Caribfest came to an end with a parade Saturday, Sept. 25 at 1:30 p.m. that began at the Hardin Administration building and ended at Sunwatcher Plaza. The parade highlighted Caribbean culture with music, dancing, traditional costumes and food. The Caribfest parade was a mini version of Carnival in the Caribbean.
“[The parade] highlighted different sections and different parts of the Caribbean, because the jab jab section is part of Grenada, and the pretty mas [is from] like all of the Caribbean… and the flag-waver section they’re Saint Kitts and Nevis,” Shalecia Francis, 2019 alumni, said.
Francis returned after graduating to take part in the parade as she enjoys playing mas. The parade was canceled last year due to the pandemic. The parade’s return encouraged students to participate for the first time or to participate again, such as Neilia Stedman, graphic design senior , who experienced the 2019 parade.
“Caribfest to me is a mix of culture to just enjoy myself, appreciate my culture and show others my culture. I was able to experience the 2019 parade but not the 2020 one due to COVID-19, so I am excited to be able to have the opportunity again this year,” Stedman said.
The parade and family weekend happened at the same time on campus, bringing a new audience to the Caribbean culture. Caribfest not only teaches others of the Caribbean culture but also brings a bit of home to students from the Caribbean.
“[I think it’s important to have this parade on campus] because for Caribbean students being away from home you can get a bit homesick and just being able to enjoy some part of your culture during the year because we usually have this every year….” Glenna Charles, dental hygiene junior, said.
Caribfest exposes non-Caribbean students such as Maiyah Wackis, education freshman, to the Caribbean culture. Wackis enjoyed the parade and says she learned a bit about the Caribbean culture. The parade is meant to bring everyone on campus together according to economics junior, Karona Augustine.

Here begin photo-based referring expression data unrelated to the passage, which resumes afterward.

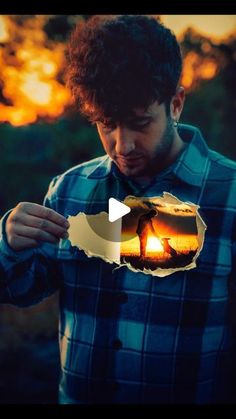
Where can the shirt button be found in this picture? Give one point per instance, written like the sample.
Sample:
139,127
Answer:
117,344
122,297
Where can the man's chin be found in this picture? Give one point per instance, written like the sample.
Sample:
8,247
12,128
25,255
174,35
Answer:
132,171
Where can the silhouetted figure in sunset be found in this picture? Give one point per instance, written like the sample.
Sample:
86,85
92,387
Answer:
167,247
145,227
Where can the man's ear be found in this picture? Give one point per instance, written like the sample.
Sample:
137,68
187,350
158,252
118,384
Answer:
177,103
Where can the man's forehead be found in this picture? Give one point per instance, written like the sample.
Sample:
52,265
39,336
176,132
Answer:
149,111
135,113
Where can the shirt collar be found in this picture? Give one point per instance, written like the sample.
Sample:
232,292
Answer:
189,167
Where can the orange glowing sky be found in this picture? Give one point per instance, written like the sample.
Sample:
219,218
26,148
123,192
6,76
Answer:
216,26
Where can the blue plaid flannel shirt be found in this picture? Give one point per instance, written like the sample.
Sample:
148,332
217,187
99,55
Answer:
127,337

“I am really happy, I am able to call MSU my home away from home because of all the Caribbean countries and cultures. The purpose of the parade is to bring us all together, even students that are not Caribbean are included, though most won’t join us because they feel they are not a part of it when in reality they are,” Augustine said.
After the parade reached its stopping place in Sunwatcher Plaza, the celebration continued with students dancing to music from the Caribbean culture. Nearby, in front of the Clark Student Center, the Caribbean Students Organization was selling traditional soups that are referred to as water. The waters offered were goat and fish with lots of seasoning, peppers and spices. The CSO was also selling cheese and tuna sandwiches.
“I think [the food is] for everybody it’s really flavorful and you can feel the love that we put into it, it’s almost ancestral recipes that have been handed down for generations,” Soleil Weeks, economic senior said. “I do think it’s very important that it can help you get an appreciation for Caribbean culture and cuisine. Cuisine is a big part of our culture so I do think it’s important that anybody that has the opportunity to try, try it. It’s really good and I’m not just saying that.”